Context: Kerala Chief Minister and Tamil Nadu Chief Minister will jointly inaugurate the centenary celebrations of the historic anti-untouchability movement at a ceremony in Vaikom.
About Ezhava Community:
- The Ezhavas were Kerala’s most populous lower castes, accounting for 26% of the total population.
- Ezhavas were considered polluting and various rules were in place to distance them from upper castes.
- These included a prohibition, not just on temple entry, but even on walking on the roads surrounding temples.
- During this time, the Ezhavas emerged as “the most educated and organised untouchable community in Travancore”.
- The issue of temple entry was first raised by Ezhava leader TK Madhavan in a 1917 editorial in his paper Deshabhimani.
- On Sivaratri in 1888, Narayana Guru, himself of the Ezhava caste, took a stone from the Neyyar river and installed it as a Sivalinga at Aruvippuram.
Sree Narayana Guru
- He is considered as a hero and prophet of the Kerala Renaissance.
- He grew up to be a social reformer, philosopher, and educationist.
- He dedicated his life to eradicating the social and economic backwardness of the Ezhavas and other underprivileged groups.
- He was born into an Ezhava family during a time when a caste-based society in Kerala severely oppressed members of such communities, known as Avarna.
- He also founded an Advaita Ashram in Kalady.
- He also gave the universal message, “One caste, one religion, one God.”
- Books: Advaitha Deepika, Asrama, Thevarappathinkangal, etc.
- The Shree Narayan Guru Dharma Paripalana (SNDP) Movement was an example of a regional movement that arose from the conflict between the lower and upper castes.
- Vaikom Satyagraha was a nonviolent protest that took place from 30 March 1924 to 23 November 1925 in the Kingdom of Travancore, now part of Kerala, India.
- The protest was against the rigid and oppressive caste system prevalent in the region, which forbade lower castes, or untouchables, from entering not just the Vaikom Temple but also from walking on the surrounding roads.

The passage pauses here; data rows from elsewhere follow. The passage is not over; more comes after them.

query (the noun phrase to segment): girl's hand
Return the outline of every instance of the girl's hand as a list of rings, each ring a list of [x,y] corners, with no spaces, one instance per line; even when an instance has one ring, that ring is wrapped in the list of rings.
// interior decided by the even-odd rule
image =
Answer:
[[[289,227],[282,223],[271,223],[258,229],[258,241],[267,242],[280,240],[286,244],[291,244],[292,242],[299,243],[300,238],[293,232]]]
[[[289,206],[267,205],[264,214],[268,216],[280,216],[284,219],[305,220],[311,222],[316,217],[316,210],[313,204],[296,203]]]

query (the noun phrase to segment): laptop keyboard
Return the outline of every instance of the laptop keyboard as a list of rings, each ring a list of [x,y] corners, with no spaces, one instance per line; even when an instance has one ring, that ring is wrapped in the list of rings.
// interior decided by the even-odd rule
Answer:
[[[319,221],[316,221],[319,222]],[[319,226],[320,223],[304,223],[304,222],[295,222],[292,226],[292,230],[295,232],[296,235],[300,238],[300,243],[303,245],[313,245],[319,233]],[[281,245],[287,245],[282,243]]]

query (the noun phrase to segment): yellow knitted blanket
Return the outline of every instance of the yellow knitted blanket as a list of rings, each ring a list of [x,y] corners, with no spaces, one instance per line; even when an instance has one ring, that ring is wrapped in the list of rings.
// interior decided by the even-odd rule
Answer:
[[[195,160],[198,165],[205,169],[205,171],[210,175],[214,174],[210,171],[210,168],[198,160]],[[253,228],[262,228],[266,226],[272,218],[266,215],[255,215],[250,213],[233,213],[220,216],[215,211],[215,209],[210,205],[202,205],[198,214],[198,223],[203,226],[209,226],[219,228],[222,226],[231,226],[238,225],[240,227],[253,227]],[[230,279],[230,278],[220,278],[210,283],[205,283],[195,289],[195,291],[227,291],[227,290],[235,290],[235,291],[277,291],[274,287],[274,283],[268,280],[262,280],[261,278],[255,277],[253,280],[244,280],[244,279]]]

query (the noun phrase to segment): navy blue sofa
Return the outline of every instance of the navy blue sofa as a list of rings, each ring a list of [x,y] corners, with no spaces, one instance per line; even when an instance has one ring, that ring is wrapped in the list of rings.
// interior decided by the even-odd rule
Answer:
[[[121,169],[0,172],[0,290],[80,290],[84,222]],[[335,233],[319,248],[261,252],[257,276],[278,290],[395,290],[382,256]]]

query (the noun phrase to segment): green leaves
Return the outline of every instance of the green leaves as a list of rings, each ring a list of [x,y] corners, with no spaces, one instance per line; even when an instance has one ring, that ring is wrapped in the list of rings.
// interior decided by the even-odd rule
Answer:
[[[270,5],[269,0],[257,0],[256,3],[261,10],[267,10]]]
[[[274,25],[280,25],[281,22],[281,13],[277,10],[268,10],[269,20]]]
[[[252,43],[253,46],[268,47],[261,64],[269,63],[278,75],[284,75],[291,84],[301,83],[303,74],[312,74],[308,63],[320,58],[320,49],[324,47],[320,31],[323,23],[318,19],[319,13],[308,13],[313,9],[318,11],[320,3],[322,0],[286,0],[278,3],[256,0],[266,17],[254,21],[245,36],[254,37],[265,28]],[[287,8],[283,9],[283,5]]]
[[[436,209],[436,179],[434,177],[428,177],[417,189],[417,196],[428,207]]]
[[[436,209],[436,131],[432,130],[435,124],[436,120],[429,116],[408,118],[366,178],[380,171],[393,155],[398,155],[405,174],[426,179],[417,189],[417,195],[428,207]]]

- The campaign, led by Congress leaders T. K. Madhavan, K. Kelappan and K. P. Kesava Menon, was noted for the active support and participation offered by different communities and a variety of activists.

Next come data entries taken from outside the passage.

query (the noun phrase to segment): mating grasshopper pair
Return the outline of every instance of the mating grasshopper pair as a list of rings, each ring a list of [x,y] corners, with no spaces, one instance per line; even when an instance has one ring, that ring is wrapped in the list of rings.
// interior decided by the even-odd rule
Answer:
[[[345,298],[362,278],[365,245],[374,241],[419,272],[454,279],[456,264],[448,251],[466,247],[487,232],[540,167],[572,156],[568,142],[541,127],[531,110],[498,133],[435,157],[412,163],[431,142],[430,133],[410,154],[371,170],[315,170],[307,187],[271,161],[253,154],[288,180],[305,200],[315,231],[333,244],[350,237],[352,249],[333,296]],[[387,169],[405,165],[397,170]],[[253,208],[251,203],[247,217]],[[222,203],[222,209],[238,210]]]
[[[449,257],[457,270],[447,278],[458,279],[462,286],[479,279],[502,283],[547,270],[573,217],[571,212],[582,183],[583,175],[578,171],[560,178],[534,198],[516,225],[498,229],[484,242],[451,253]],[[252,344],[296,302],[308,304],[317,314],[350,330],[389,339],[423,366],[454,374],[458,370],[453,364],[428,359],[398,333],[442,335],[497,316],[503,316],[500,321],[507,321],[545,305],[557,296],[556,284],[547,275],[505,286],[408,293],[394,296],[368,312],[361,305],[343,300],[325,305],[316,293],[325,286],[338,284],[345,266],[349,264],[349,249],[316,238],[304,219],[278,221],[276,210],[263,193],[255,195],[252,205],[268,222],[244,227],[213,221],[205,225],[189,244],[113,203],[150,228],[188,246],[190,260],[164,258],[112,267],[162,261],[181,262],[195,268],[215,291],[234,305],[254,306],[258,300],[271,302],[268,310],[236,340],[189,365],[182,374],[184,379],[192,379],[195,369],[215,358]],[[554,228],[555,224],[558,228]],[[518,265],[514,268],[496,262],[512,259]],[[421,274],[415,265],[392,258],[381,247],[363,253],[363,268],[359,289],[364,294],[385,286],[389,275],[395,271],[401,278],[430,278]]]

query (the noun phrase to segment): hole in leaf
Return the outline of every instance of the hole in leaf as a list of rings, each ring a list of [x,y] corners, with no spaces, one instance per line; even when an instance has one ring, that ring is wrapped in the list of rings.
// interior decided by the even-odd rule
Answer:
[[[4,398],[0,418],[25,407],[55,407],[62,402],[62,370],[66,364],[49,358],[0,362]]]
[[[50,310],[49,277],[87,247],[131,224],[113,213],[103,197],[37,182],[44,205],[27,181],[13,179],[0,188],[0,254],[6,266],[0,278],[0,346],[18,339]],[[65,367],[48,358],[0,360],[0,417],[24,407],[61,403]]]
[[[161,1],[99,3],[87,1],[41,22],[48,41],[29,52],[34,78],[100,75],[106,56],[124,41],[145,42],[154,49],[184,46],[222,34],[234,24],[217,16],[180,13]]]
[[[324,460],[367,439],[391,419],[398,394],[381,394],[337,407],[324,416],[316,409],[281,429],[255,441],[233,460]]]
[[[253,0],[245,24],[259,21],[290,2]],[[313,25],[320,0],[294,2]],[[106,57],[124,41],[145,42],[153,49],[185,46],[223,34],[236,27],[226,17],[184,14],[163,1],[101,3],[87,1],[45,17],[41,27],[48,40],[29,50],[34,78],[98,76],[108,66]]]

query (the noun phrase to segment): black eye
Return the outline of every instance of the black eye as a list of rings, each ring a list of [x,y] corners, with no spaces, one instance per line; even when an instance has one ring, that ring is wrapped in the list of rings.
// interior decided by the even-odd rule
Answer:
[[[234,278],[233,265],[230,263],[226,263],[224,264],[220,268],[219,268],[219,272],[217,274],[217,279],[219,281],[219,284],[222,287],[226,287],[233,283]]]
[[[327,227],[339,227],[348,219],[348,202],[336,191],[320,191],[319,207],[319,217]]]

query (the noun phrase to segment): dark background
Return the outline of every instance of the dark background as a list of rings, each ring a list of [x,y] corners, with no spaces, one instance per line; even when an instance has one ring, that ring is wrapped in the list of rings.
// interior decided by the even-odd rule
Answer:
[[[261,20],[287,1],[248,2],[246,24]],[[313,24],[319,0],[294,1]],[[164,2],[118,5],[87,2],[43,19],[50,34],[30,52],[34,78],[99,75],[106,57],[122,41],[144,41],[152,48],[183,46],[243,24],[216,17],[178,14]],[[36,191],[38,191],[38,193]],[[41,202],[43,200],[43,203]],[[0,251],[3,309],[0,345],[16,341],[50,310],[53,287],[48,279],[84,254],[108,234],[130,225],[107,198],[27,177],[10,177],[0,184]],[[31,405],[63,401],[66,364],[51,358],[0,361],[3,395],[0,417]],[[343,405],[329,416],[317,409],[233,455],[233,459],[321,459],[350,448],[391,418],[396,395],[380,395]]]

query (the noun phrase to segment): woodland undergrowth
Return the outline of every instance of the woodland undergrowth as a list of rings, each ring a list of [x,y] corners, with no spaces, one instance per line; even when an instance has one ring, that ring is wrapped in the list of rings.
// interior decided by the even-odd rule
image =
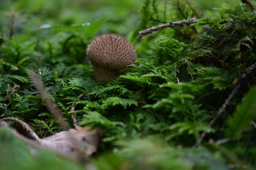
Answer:
[[[256,71],[241,76],[256,62],[256,15],[242,3],[214,10],[207,17],[189,1],[147,0],[140,24],[127,37],[138,60],[105,84],[95,81],[85,50],[108,18],[88,25],[39,27],[31,40],[2,37],[0,118],[19,118],[40,138],[60,131],[28,76],[33,70],[70,124],[76,113],[79,125],[106,130],[92,159],[100,169],[253,169]],[[191,17],[198,18],[191,25],[136,38],[138,31]],[[47,39],[41,40],[45,36]],[[0,131],[1,145],[12,148],[0,151],[0,162],[6,153],[33,162],[26,146],[10,136]],[[45,155],[51,153],[42,154],[47,164]],[[51,164],[65,164],[60,161]]]

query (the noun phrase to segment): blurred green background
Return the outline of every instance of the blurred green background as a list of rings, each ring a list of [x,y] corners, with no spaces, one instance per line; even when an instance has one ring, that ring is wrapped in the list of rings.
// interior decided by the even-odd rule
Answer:
[[[233,4],[240,1],[188,1],[209,13],[223,3]],[[102,27],[101,33],[127,35],[140,24],[140,11],[144,3],[143,0],[1,0],[0,32],[10,34],[12,17],[15,20],[15,32],[22,33],[31,32],[31,28],[45,24],[71,25],[93,22],[107,17],[108,20]]]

- This was the first time in Kerala that an organised effort for the fundamental rights of untouchables and other backward castes was carried out on such a large scale.
- The agitation was conceived by the Ezhava Congress leader and a follower of Sri Narayana Guru, T. K. Madhavan.
- It demanded the right of the Ezhavas and ‘untouchables’ to use roads around the Vaikom Temple.
- Mahatma Gandhi himself visited Vaikom in March 1925.
- The movement was backed by Gandhiji, ChatampiSwamikal, and Sree Narayana Guru.
- Travancore government eventually constructed new roads near the temple for the use of lower castes.
- The roads, however, kept the lower castes adequately away from the near environs of the Vaikom Temple and the temple remained closed to the lower castes.
- After the intervention of Mahatma Gandhi, the agitation was given up and a compromise reached with Regent Sethu Lakshmi Bayi who released all those arrested and opened the north, south and west public roads leading to Vaikom Mahadeva Temple to all castes.
- Only in 1936, after the Temple Entry Proclamation, was access to the eastern road and entry into the temple allowed to the lower castes.